Anatoliy Petrovych Fedoruk (Анатолій Петрович Федорук, born 10 May 1972) is a Ukrainian politician serving as mayor of Bucha, Kyiv Region, Ukraine since April 7, 1998. He is Chairman of the Board of the Kyiv Regional Branch of the Association of Ukrainian Cities.

== Early life ==
Fedoruk was born on 10 May 1972 in the village of Velyka Medvedivka, which was then part of Khmelnytskyi Oblast in the Ukrainian SSR. After attending secondary school, he was briefly a sports instructor for a collective farm in Velyka Medvedivka. From 1989 to 1990 he was then a student at the National Pedagogical Drahomanov University, but he left the school to joined the armed forces. Upon returning in 1992, he returned to his studies at the National Pedagogical Drahomanov University, eventually receiving his diploma in the specialty of world history in 1997.
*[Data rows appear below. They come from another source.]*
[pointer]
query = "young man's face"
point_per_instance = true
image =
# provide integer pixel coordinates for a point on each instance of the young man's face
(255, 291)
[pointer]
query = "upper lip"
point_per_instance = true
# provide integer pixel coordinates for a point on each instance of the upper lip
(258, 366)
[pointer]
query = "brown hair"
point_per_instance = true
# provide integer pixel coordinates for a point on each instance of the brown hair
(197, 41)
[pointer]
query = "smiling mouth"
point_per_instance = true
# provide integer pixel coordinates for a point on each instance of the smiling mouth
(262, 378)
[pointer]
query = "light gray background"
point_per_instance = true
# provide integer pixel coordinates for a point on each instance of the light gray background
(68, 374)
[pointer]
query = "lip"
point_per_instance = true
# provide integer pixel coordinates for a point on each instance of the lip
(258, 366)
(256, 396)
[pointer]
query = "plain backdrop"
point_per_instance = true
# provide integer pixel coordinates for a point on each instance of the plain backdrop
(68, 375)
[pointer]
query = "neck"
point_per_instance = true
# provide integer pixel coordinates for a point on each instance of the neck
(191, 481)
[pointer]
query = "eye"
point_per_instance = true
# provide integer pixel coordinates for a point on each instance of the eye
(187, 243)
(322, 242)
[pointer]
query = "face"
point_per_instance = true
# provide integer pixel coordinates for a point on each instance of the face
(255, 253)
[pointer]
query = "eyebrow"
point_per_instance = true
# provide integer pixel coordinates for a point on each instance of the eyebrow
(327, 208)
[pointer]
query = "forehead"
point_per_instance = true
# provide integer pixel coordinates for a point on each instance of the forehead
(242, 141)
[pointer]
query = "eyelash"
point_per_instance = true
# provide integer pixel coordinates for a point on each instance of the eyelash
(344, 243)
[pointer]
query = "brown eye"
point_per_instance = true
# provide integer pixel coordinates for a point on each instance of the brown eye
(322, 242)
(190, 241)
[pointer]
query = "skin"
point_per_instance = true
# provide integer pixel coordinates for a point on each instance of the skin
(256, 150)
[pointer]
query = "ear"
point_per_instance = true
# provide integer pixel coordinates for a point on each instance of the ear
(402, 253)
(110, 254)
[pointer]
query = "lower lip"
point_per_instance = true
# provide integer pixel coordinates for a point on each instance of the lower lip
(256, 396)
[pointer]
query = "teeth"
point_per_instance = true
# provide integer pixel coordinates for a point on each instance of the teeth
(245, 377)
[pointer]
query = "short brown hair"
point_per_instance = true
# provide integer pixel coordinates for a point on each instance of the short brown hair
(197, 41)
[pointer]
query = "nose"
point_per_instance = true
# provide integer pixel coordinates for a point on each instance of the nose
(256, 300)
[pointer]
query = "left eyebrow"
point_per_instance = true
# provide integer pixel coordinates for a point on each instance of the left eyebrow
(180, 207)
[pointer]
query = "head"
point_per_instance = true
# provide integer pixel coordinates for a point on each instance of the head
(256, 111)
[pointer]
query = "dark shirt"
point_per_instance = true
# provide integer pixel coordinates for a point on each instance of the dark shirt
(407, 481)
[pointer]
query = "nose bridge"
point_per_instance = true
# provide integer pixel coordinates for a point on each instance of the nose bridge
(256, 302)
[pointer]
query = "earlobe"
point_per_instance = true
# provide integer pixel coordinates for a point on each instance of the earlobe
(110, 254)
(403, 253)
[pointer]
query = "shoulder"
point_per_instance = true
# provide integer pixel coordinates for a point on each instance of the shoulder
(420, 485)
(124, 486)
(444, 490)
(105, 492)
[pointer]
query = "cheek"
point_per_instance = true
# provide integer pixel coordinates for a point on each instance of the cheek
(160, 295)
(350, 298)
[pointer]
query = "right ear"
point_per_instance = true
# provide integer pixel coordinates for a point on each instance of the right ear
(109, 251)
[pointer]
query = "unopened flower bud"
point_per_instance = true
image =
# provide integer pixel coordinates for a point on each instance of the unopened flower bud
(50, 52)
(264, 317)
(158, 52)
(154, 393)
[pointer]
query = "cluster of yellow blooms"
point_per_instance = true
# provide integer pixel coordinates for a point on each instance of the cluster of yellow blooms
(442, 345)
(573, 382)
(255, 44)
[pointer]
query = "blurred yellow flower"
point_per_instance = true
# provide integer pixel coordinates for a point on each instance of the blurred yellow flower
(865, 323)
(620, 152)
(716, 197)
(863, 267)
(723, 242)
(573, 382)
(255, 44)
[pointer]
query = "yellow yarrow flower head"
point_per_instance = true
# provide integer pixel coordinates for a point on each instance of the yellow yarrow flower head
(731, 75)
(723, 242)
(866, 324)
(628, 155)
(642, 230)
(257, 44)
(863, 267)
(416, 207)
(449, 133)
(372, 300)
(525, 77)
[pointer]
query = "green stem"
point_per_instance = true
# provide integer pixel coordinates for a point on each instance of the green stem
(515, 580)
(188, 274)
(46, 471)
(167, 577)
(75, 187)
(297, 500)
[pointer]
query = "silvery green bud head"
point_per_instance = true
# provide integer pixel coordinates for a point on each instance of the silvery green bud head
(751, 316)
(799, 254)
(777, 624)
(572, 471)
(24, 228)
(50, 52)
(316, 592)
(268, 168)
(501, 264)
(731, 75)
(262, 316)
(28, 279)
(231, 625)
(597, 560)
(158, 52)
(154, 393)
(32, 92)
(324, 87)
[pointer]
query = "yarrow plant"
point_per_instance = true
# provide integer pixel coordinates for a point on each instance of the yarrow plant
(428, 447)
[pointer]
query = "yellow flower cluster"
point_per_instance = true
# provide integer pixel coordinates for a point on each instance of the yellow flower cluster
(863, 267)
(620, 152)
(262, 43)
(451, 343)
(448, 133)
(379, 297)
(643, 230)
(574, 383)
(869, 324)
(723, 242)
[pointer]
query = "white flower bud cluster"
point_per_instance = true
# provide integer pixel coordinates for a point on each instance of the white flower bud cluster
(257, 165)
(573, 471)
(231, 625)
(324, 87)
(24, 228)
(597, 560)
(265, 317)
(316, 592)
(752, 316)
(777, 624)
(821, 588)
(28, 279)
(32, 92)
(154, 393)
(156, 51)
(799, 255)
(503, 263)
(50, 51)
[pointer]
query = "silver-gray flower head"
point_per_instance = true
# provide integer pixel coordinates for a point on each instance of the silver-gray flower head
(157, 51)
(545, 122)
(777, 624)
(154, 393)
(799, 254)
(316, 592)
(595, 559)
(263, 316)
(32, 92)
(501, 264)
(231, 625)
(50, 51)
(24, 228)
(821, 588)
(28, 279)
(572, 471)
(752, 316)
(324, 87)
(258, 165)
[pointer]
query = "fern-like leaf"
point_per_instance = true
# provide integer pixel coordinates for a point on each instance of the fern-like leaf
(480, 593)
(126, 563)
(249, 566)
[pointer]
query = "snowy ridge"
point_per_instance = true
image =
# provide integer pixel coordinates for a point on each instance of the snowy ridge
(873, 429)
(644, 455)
During his studies, from 1992 and 1993, Anatoly Fedoruk was a history teacher at a secondary school in his native Velyka Medvedivka. From 1993 to 1997 he was mayor of the local municipality. In 1997 and 1998 Fedoruk was teacher at a Bucha secondary orphanage.

== Political career ==
Fedoruk was first elected mayor of Bucha in 1998; he was reelected in 2006, 2010, 2015 and 2020. In 2010 he was elected as a candidate of the pro-Russian Party of Regions. In 2015 he was elected for New Faces and in 2020 as a candidate of Servant of the People.
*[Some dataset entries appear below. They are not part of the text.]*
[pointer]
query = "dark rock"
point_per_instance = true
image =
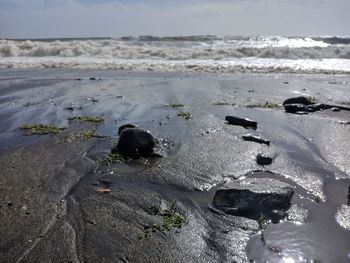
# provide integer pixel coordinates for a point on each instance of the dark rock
(298, 100)
(254, 138)
(241, 121)
(263, 159)
(294, 108)
(253, 197)
(135, 142)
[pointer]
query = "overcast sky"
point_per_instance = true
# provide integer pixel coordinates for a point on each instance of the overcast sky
(113, 18)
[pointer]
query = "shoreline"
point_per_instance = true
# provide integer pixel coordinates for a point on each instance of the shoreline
(52, 186)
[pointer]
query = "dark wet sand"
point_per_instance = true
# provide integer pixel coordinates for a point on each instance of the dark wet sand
(50, 210)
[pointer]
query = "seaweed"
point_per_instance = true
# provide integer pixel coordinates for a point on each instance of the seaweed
(171, 219)
(266, 105)
(113, 158)
(174, 105)
(185, 115)
(40, 129)
(223, 103)
(93, 119)
(84, 135)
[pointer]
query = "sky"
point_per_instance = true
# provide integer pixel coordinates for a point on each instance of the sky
(115, 18)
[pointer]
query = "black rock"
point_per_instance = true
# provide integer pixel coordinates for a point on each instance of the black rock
(263, 159)
(298, 100)
(241, 121)
(254, 196)
(254, 138)
(294, 108)
(135, 142)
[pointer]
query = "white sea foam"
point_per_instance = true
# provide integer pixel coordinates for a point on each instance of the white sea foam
(209, 54)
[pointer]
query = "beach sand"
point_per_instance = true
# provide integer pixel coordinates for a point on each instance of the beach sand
(53, 207)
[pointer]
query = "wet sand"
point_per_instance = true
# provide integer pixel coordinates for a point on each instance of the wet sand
(48, 185)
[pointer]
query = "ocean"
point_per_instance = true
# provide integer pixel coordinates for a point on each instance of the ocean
(323, 55)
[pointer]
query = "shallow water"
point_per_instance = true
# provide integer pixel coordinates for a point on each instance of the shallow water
(309, 151)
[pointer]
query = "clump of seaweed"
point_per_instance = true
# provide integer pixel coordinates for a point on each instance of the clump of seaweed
(84, 135)
(313, 99)
(171, 219)
(185, 115)
(266, 105)
(93, 119)
(40, 129)
(113, 158)
(174, 105)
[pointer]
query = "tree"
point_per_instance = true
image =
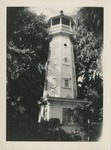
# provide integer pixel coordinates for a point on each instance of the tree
(27, 50)
(88, 45)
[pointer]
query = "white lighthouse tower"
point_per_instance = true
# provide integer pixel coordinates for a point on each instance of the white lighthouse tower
(60, 91)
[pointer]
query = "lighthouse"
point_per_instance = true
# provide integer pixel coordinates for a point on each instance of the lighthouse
(60, 89)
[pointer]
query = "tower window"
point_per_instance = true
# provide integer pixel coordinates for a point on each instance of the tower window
(66, 83)
(65, 44)
(55, 21)
(65, 21)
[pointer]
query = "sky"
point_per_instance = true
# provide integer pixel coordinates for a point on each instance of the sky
(54, 11)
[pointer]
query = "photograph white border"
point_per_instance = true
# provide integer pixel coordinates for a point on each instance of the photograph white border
(104, 143)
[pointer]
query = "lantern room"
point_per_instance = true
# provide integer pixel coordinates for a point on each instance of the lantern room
(61, 24)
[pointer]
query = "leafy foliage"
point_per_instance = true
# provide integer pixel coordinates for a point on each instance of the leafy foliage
(88, 45)
(27, 49)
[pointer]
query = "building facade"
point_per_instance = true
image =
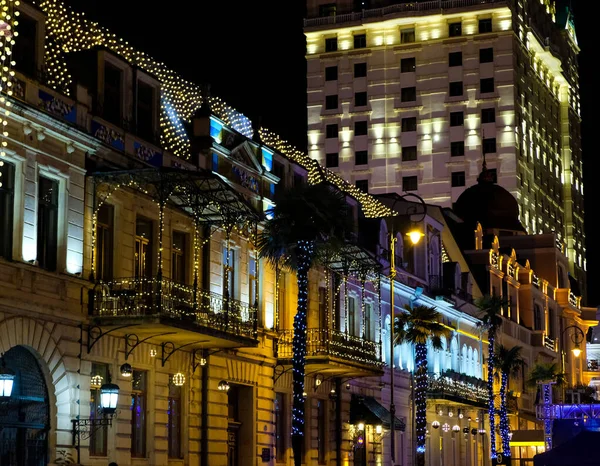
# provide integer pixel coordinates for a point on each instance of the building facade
(412, 96)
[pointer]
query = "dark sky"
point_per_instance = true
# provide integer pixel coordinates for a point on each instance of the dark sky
(252, 53)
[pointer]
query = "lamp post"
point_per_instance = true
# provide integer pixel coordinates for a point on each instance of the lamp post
(407, 208)
(85, 427)
(577, 337)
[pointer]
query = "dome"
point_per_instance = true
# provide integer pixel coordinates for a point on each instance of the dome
(489, 204)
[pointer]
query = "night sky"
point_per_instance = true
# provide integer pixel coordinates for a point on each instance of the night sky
(252, 54)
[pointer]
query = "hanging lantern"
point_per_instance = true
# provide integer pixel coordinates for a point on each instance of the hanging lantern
(126, 370)
(178, 379)
(109, 396)
(96, 381)
(7, 379)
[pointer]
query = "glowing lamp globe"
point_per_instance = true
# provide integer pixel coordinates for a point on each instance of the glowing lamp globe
(7, 379)
(415, 236)
(109, 396)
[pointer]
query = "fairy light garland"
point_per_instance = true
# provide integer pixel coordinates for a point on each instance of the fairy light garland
(68, 31)
(8, 32)
(420, 392)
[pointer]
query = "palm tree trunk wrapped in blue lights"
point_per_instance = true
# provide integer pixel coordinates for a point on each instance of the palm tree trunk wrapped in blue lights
(418, 325)
(509, 364)
(491, 308)
(307, 224)
(305, 253)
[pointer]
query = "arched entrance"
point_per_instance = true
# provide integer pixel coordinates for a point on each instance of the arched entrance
(24, 418)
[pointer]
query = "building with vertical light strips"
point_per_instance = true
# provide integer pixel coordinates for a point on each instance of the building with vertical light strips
(410, 96)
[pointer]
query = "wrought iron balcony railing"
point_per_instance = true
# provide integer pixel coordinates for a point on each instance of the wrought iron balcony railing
(332, 343)
(148, 296)
(405, 7)
(457, 387)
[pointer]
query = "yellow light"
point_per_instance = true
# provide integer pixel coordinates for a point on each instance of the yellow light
(415, 236)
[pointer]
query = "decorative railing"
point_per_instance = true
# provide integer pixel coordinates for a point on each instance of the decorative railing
(322, 342)
(408, 7)
(456, 386)
(148, 296)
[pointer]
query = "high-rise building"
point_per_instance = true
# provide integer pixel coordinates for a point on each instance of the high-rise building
(413, 97)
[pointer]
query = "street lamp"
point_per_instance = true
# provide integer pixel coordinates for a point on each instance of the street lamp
(7, 379)
(402, 207)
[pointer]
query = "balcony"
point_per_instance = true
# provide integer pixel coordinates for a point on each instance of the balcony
(333, 352)
(411, 8)
(158, 306)
(457, 387)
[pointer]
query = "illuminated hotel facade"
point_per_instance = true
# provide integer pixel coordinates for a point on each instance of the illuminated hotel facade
(406, 97)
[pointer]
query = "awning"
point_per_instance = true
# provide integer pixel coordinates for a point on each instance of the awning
(527, 438)
(369, 411)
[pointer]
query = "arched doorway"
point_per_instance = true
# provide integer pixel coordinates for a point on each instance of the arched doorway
(24, 418)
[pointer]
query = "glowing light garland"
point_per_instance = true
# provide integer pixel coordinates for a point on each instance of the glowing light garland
(69, 32)
(8, 33)
(420, 399)
(305, 254)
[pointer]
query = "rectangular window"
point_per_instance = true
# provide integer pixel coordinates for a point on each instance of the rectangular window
(178, 257)
(456, 89)
(360, 70)
(47, 240)
(145, 111)
(331, 73)
(252, 280)
(98, 436)
(486, 55)
(360, 41)
(363, 185)
(361, 157)
(280, 427)
(457, 148)
(409, 124)
(489, 145)
(321, 430)
(143, 248)
(488, 115)
(7, 196)
(331, 102)
(104, 243)
(331, 160)
(486, 85)
(409, 183)
(485, 25)
(409, 153)
(408, 94)
(25, 49)
(458, 179)
(455, 59)
(138, 414)
(408, 65)
(113, 90)
(457, 118)
(331, 131)
(331, 44)
(229, 272)
(360, 128)
(455, 29)
(407, 36)
(174, 420)
(360, 99)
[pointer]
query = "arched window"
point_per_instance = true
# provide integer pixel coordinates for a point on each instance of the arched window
(537, 317)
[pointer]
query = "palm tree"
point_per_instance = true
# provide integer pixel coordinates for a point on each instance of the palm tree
(306, 223)
(509, 363)
(418, 325)
(491, 308)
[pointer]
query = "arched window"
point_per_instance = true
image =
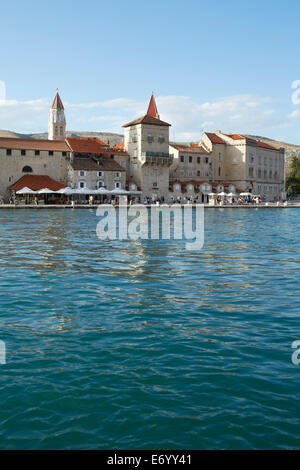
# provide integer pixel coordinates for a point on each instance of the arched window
(27, 169)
In 2011 Fedoruk became Chairman of the Board of the Kyiv Regional Branch of the Association of Ukrainian Cities.

In the 2014 Ukrainian parliamentary election, this time as a self-nominated candidate, in electoral district 95, Fedoruk failed to win a parliamentary seat, losing to Mykhailo Havryliuk. In October 2016, the Pecherskyi District Court of Kyiv briefly removed Fedoruk from the post of mayor until 11 December 2016 on suspicion of abuse of office due to land fraud which he then tried to buy off law enforcement officers to cover up.

In 2017 Fedoruk was suspected of abuse of power. Hearings have been going on for several years but are constantly postponed.
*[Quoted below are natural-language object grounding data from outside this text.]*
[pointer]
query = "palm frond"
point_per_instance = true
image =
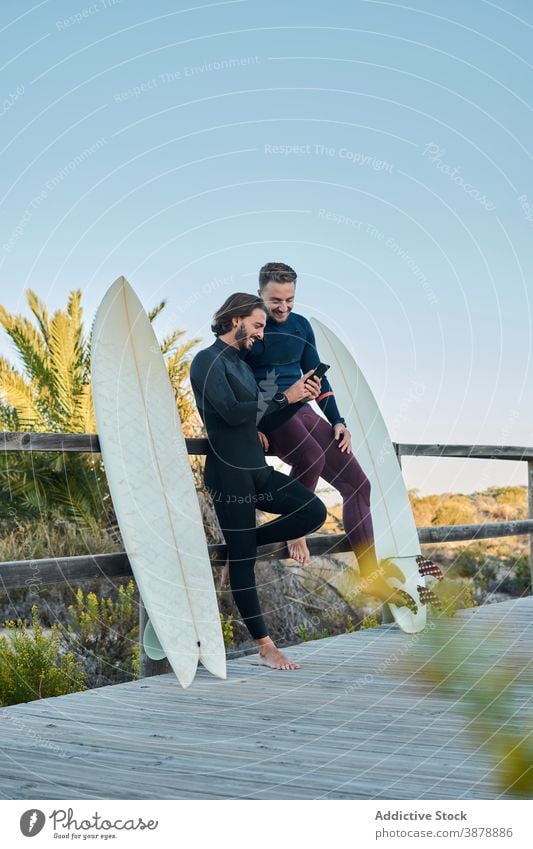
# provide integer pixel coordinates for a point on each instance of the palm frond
(63, 359)
(29, 344)
(154, 312)
(40, 312)
(21, 397)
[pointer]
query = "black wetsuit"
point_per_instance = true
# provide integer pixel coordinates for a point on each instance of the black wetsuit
(237, 476)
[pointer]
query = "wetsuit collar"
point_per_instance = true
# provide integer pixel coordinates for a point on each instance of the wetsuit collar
(229, 350)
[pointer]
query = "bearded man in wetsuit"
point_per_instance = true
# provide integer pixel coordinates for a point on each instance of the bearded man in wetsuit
(314, 446)
(236, 474)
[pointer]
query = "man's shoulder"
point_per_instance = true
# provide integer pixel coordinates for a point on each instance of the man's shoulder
(301, 322)
(204, 357)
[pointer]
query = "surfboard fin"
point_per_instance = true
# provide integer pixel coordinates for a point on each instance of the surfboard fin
(151, 644)
(427, 596)
(428, 567)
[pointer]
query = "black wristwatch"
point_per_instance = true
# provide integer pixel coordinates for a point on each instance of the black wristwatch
(281, 400)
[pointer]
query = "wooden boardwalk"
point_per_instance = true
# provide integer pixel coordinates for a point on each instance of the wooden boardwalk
(334, 729)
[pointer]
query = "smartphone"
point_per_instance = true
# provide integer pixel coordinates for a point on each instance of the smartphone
(320, 370)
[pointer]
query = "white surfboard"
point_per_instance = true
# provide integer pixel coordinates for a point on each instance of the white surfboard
(152, 487)
(392, 516)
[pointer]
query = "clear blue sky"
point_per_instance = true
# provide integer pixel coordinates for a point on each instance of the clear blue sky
(381, 149)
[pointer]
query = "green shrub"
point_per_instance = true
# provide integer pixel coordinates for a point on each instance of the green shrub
(522, 571)
(34, 665)
(369, 621)
(227, 630)
(103, 633)
(304, 634)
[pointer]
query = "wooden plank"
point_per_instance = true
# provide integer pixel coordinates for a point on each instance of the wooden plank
(478, 452)
(530, 512)
(264, 735)
(88, 443)
(489, 530)
(59, 570)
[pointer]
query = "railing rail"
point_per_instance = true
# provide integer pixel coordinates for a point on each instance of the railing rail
(44, 572)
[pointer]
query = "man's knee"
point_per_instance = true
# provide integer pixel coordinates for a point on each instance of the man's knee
(312, 457)
(317, 512)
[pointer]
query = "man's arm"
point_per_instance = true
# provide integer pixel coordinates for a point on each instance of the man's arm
(208, 378)
(326, 399)
(297, 395)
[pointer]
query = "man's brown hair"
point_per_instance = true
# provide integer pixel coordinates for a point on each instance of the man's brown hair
(278, 272)
(238, 305)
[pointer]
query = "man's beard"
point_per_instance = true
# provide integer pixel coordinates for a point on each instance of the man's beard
(241, 337)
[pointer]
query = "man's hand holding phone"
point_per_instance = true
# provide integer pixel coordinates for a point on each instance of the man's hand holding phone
(305, 389)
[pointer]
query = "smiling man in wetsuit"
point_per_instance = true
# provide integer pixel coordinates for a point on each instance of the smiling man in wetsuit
(314, 446)
(236, 474)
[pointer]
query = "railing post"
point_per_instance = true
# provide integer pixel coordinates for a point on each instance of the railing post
(149, 667)
(386, 615)
(530, 512)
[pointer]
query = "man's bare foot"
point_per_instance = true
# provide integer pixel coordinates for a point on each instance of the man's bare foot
(270, 655)
(224, 577)
(299, 551)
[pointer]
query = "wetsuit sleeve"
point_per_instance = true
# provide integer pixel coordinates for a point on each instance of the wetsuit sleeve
(326, 399)
(209, 380)
(274, 416)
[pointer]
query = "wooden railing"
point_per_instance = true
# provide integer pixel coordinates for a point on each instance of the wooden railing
(60, 570)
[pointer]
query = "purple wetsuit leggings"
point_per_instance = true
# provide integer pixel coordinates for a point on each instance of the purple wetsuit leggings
(306, 442)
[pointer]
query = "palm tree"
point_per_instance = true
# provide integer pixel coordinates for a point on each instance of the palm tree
(51, 392)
Anatoly Fedoruk attracted international attention in the aftermath of the Battle of Bucha that lasted from February 27, 2022 to March 31, 2022, during which time the Bucha massacre occurred. In an interview with the Italian newspaper Corriere della Sera published on April 5, 2022, he said that the Russian soldiers had killed Bucha residents "out of anger or for enjoyment". The same day, in a video message he urged in particular medical doctors and utility company employees to return to the city.

== Personal life ==
During the Battle of Bucha, Fedoruk was wounded on 6 March.